4 ) "Le réseau Internet prend forme progressivement aux Etats-Unis en utilisant l'expérience acquise du réseau ARPANET qui avait un objectif militaire.
- 1969 L'ARPA (Advanced Research Project Agency), un organisme du département de la défense américain, décide de relier ses centres de recherches pour partager ses équipements informatiques, c'est la naissance d'ARPANET, un réseau suffisamment décentralisé pour qu'en cas d'attaque nucléaire il puisse continuer à fonctionner même si une partie du réseau est endommagée. Tout une série de protocoles sont mis en œuvre, Internet va en bénéficier.
- Fin des années 70 le caractère militaire du réseau s'estompe.
- 1982 la NSF (National Science Foundation) lance le projet de relier entre eux les différents réseaux existants.
- 1984 plus de 1000 ordinateurs connectés.
- 1988 la France se connecte via l'INRIA (Institut National de la Recherche Informatique Appliquée).
- 1990, ARPANET cesse d'exister, INTERNET devient le réseau mondial dédié à la recherche civile.
- 1991 les travaux de Tim Berners-Lee, chercheur du CERN de Genève vont donner naissance au World Wide Web.
( Document Pédagogique de l'Académie de Metz-Nancy )
(5) Sans rien enlever à leur capacité démultiplicatrice dans la diffusion d'une innovation, les grandes fortunes ne sont en rien à l'origine de celle-ci. Prenons l'exemple de la biographie de Bill Gate, fondateur de Microsoft dans Wikipédia : "William Henry Gates III, dit « Bill » Gates, est un informaticien et un entrepreneur américain, pionnier dans le domaine de la micro informatique, né le 28 octobre 1955 à Seattle, dans l'État de Washington, aux États-Unis. Il fonda en 1975, à l'âge de 20 ans, avec son ami Paul Allen, la société de logiciels de micro-informatique Micro-Soft (renommée depuis Microsoft). Son entreprise acheta le système d'exploitation QDOS ( élaboré par Tim Paterson embauché par une société SCP fondée par une équipe de lycéens !), pour en faire le MS-DOS, puis conçut Windows, tous deux en situation de quasi-monopole mondial. Il est devenu, grâce au succès commercial de Microsoft, l'homme le plus riche du monde En mars 2013 sa fortune personnelle est estimée à 67 milliards de dollars"
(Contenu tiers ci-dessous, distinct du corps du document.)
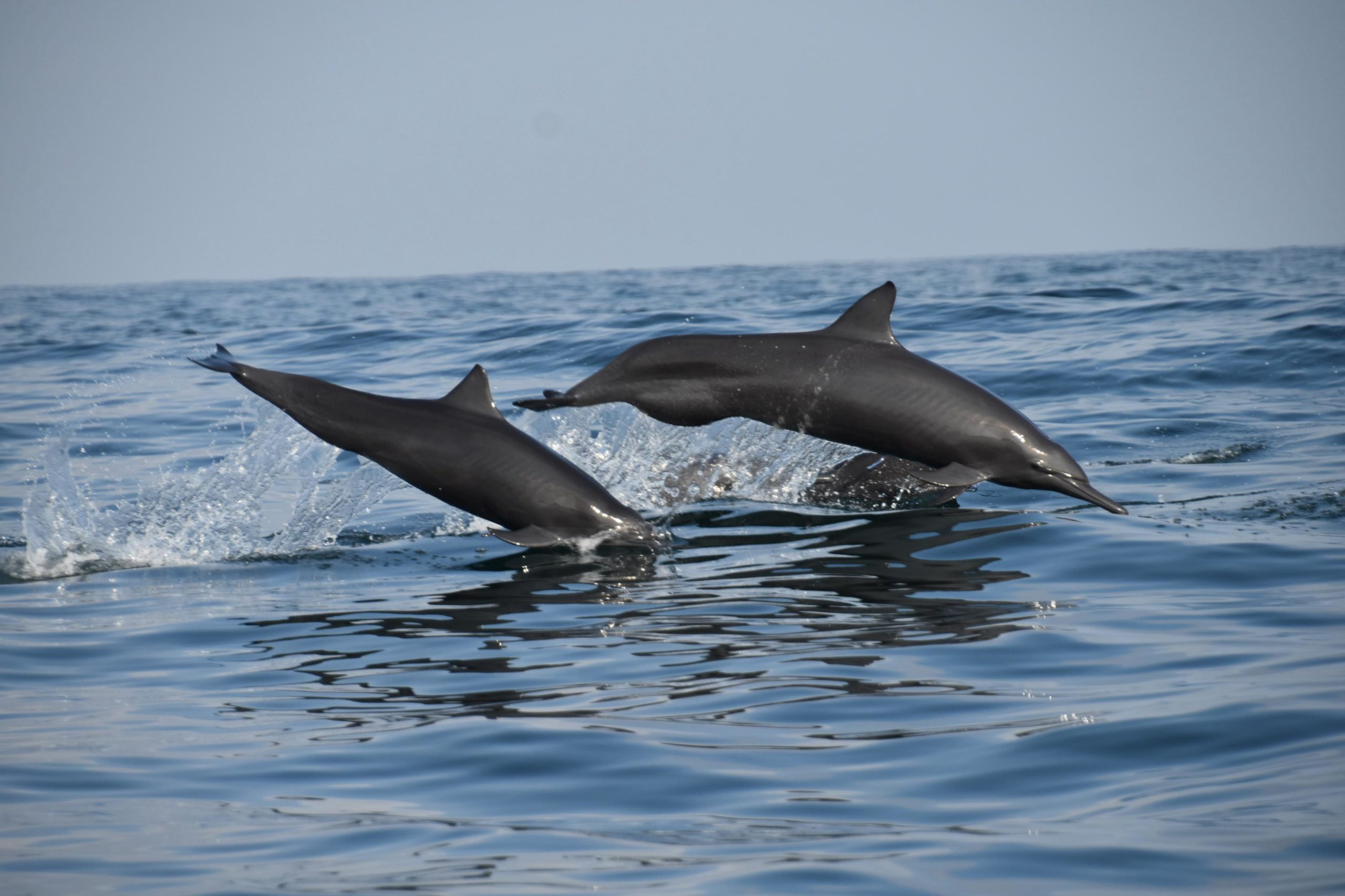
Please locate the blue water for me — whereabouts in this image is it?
[0,247,1345,894]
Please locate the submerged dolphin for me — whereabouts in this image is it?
[514,281,1126,514]
[191,345,654,548]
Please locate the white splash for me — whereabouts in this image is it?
[20,405,404,578]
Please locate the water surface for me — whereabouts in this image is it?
[0,249,1345,894]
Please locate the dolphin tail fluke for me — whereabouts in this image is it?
[905,462,987,488]
[514,389,578,410]
[491,526,565,548]
[187,342,242,373]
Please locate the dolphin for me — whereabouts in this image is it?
[514,281,1127,514]
[190,345,655,548]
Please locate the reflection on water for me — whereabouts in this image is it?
[245,507,1040,747]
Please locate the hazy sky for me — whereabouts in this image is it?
[0,0,1345,284]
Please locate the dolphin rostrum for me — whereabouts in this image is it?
[514,281,1126,514]
[191,345,654,548]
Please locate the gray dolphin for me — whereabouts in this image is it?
[191,345,654,548]
[514,281,1126,514]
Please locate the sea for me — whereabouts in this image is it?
[0,246,1345,896]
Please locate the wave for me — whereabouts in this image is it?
[13,405,405,578]
[11,398,963,580]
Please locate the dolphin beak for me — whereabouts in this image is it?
[1050,474,1130,517]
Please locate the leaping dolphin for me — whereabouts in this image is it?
[514,281,1127,514]
[191,345,654,548]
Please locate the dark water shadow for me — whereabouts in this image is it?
[229,506,1040,726]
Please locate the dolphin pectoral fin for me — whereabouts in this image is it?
[491,526,565,548]
[905,462,990,488]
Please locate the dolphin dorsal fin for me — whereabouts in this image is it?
[823,280,901,346]
[440,364,503,420]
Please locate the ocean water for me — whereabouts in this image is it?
[0,247,1345,894]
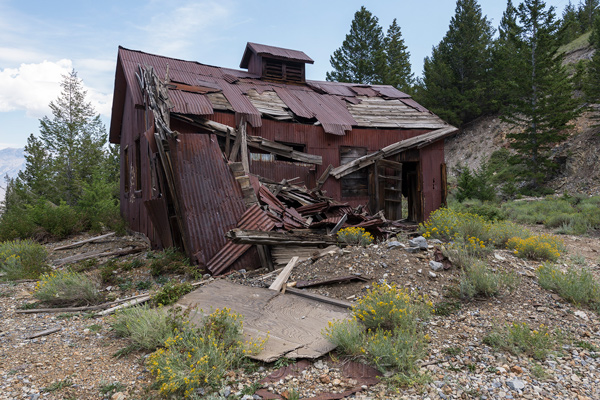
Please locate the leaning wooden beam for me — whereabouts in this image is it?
[226,229,337,246]
[286,287,352,308]
[94,295,151,317]
[15,294,151,314]
[25,326,62,339]
[331,126,458,179]
[52,232,115,251]
[238,117,250,175]
[269,257,299,292]
[52,247,144,265]
[313,164,333,191]
[174,114,323,165]
[329,214,348,236]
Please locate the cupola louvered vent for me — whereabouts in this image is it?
[240,43,314,84]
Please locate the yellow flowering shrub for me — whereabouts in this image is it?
[323,283,433,375]
[147,308,266,398]
[337,227,373,246]
[536,264,600,312]
[352,283,433,330]
[506,234,565,261]
[33,271,103,306]
[419,208,531,250]
[0,240,48,280]
[483,322,556,360]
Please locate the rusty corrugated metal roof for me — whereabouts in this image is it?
[206,204,275,275]
[169,89,213,115]
[111,43,446,140]
[169,134,246,265]
[240,42,314,68]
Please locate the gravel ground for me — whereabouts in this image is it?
[0,230,600,400]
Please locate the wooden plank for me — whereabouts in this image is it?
[329,214,348,236]
[269,257,299,292]
[177,279,349,362]
[287,288,352,308]
[52,247,144,265]
[25,326,62,339]
[225,229,337,246]
[52,232,115,251]
[238,117,250,174]
[94,295,151,317]
[294,275,369,289]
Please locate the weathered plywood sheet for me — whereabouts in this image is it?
[177,279,349,362]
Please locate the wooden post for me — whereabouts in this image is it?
[225,129,231,157]
[238,117,250,174]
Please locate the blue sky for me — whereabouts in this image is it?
[0,0,577,149]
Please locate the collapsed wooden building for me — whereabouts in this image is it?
[110,43,456,274]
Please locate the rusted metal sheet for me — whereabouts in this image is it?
[206,204,275,275]
[221,80,262,128]
[169,90,213,116]
[240,42,314,68]
[169,134,245,265]
[144,197,173,248]
[250,160,315,187]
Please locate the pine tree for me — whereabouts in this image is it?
[491,0,520,111]
[559,0,583,44]
[383,18,414,92]
[40,71,107,205]
[577,0,600,33]
[18,134,54,202]
[420,0,494,125]
[326,6,385,84]
[503,0,579,190]
[583,16,600,112]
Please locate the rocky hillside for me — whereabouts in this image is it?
[446,35,600,195]
[0,148,25,201]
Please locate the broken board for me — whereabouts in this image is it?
[177,279,349,362]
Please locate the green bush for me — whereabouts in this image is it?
[352,283,433,330]
[366,329,427,374]
[483,322,556,360]
[456,164,496,202]
[147,309,264,398]
[33,271,103,306]
[536,264,600,312]
[337,227,373,247]
[148,248,190,276]
[323,318,365,356]
[0,240,48,280]
[323,283,433,382]
[152,281,194,306]
[458,260,519,299]
[506,235,565,261]
[111,305,178,351]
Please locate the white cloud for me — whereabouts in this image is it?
[0,59,112,119]
[143,1,235,57]
[0,59,73,118]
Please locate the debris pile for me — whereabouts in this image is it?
[214,173,416,275]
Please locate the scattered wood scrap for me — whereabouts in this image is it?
[226,229,337,246]
[53,247,145,265]
[177,279,349,362]
[296,275,369,289]
[53,232,115,251]
[25,326,62,339]
[286,287,352,308]
[269,257,298,292]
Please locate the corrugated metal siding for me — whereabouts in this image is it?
[169,90,213,116]
[206,204,275,275]
[420,140,444,219]
[250,160,316,188]
[169,134,245,265]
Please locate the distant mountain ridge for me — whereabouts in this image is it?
[0,147,25,201]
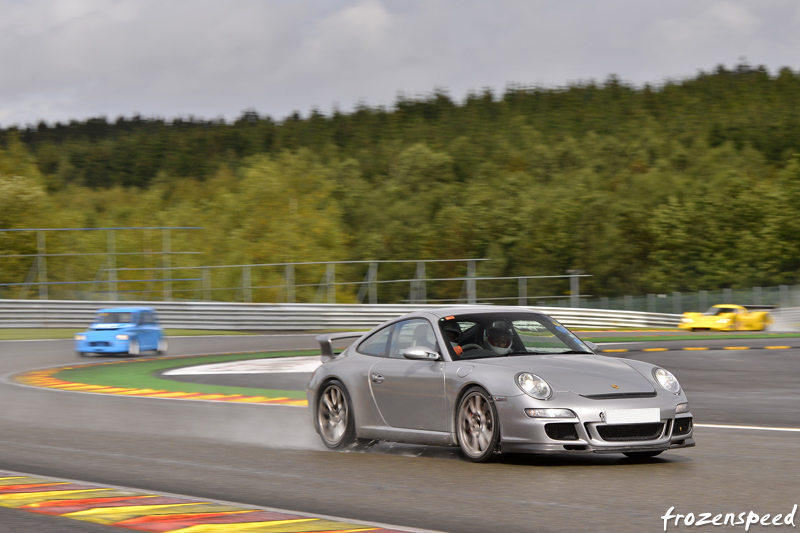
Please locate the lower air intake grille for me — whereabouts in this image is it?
[544,422,578,440]
[672,416,692,435]
[597,422,664,442]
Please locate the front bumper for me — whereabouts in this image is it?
[495,394,695,453]
[75,336,130,353]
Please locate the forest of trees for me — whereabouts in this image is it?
[0,64,800,302]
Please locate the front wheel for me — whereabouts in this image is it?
[317,380,355,449]
[456,387,500,463]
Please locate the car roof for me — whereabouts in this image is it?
[97,306,154,313]
[403,305,545,318]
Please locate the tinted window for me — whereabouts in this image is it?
[389,318,438,359]
[358,326,392,357]
[94,312,133,324]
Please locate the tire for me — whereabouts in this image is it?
[316,379,356,450]
[128,339,140,355]
[456,387,500,463]
[622,450,664,459]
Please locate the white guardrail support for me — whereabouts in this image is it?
[0,299,680,331]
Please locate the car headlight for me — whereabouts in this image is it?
[517,372,553,400]
[653,368,681,394]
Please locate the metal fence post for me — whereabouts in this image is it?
[467,260,477,304]
[369,263,378,304]
[242,266,253,303]
[284,265,295,304]
[161,229,172,302]
[107,229,117,301]
[325,263,336,304]
[36,231,48,300]
[202,267,211,302]
[672,291,683,315]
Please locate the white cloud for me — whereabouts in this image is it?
[0,0,800,127]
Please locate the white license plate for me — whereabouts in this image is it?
[606,407,661,424]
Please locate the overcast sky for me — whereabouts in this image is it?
[0,0,800,127]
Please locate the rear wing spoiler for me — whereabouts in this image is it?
[316,331,364,363]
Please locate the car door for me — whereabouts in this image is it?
[368,319,448,431]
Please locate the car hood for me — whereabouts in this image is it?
[683,313,732,325]
[472,354,656,397]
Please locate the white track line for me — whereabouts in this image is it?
[694,424,800,433]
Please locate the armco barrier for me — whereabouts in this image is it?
[0,300,680,331]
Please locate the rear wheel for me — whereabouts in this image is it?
[317,380,355,449]
[456,387,500,463]
[128,339,139,355]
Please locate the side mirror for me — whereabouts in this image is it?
[403,346,439,361]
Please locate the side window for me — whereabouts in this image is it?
[389,318,438,359]
[358,326,392,357]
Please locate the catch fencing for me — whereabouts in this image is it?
[0,300,680,331]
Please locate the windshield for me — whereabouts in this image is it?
[703,307,736,316]
[94,312,133,324]
[439,312,593,360]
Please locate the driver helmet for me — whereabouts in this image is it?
[483,326,514,355]
[442,321,461,346]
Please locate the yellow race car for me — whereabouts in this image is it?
[678,304,774,331]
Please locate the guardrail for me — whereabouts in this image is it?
[0,300,680,331]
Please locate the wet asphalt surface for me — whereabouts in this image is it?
[0,337,800,533]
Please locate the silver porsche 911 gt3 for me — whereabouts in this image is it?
[307,306,694,462]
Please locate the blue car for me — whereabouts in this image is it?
[75,307,167,356]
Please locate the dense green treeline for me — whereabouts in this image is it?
[0,65,800,302]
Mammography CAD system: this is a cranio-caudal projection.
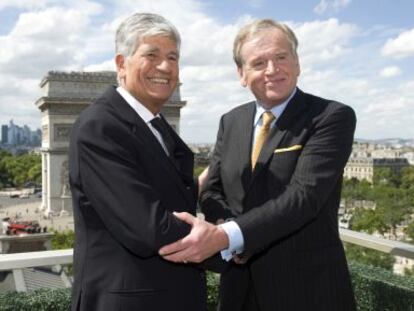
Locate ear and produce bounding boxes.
[296,59,300,77]
[115,54,125,78]
[237,67,247,87]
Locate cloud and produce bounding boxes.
[313,0,351,14]
[0,0,414,142]
[380,66,402,78]
[292,18,359,65]
[382,28,414,58]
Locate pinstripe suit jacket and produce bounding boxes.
[200,90,356,311]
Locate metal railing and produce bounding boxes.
[0,229,414,271]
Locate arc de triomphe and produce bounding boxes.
[36,71,186,216]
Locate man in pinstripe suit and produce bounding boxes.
[161,20,356,311]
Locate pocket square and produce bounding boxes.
[275,145,302,153]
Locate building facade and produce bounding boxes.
[344,157,409,183]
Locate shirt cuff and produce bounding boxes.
[219,220,244,261]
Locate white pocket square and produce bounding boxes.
[274,145,302,153]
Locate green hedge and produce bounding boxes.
[0,262,414,311]
[349,262,414,311]
[0,288,70,311]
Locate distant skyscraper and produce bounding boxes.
[1,124,9,144]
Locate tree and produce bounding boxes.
[344,243,395,271]
[401,165,414,189]
[350,208,390,234]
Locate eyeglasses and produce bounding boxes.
[246,53,293,71]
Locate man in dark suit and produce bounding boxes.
[160,20,356,311]
[69,14,209,311]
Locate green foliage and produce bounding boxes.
[401,166,414,190]
[404,222,414,241]
[0,262,414,311]
[0,151,42,187]
[207,271,220,311]
[51,229,75,250]
[351,209,389,234]
[0,289,71,311]
[349,262,414,311]
[344,243,395,271]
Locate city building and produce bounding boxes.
[344,157,409,182]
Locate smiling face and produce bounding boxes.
[238,28,300,109]
[115,36,179,115]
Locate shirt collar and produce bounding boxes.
[116,86,159,123]
[253,87,297,126]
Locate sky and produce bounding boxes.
[0,0,414,143]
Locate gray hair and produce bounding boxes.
[115,13,181,57]
[233,19,299,68]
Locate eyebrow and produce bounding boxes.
[142,46,180,57]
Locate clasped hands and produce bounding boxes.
[159,212,249,264]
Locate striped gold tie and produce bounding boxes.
[252,111,275,170]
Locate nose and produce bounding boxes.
[157,59,171,71]
[266,59,279,74]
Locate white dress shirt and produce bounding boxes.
[116,86,169,155]
[219,88,296,261]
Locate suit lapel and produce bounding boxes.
[251,89,306,183]
[104,86,194,205]
[235,102,256,190]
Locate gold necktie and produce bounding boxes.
[252,111,275,170]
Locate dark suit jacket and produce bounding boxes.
[201,89,356,311]
[69,87,205,311]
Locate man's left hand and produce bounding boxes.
[159,212,229,263]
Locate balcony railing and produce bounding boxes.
[0,229,414,271]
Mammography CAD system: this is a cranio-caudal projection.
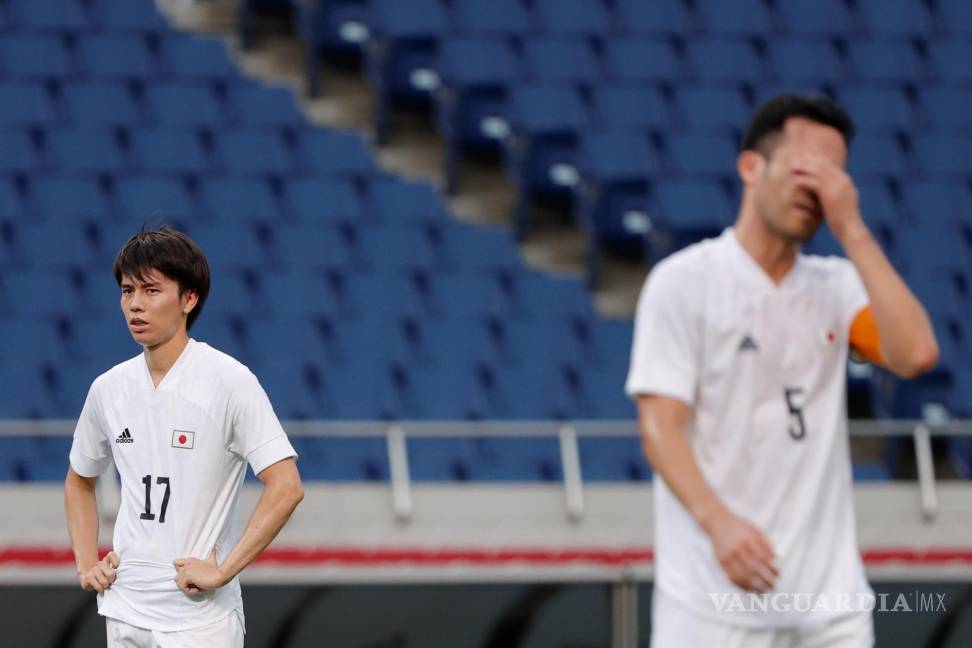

Il est clair que l'innovation ici n'est pas de son fait ; en revanche il a servi d'entremetteur entre une petite société, la SCP, rachetée pour une bouchée de pain ( 50 000 dollars ) et un grand groupe IBM. En devenant le maillon indispensable au bon fonctionnement d'un ordinateur personnel ( le P.C.), par la diffusion mondialisée de ses systèmes d'exploitation et leur "achat contraint" par tous les clients des grands fabricants d'ordinateurs, il ne pouvait faire autrement que de devenir riche. Mais, de part cette situation monopolistique il a, en revanche, contribué à freiner l'innovation dans l'évolution des systèmes d'exploitation.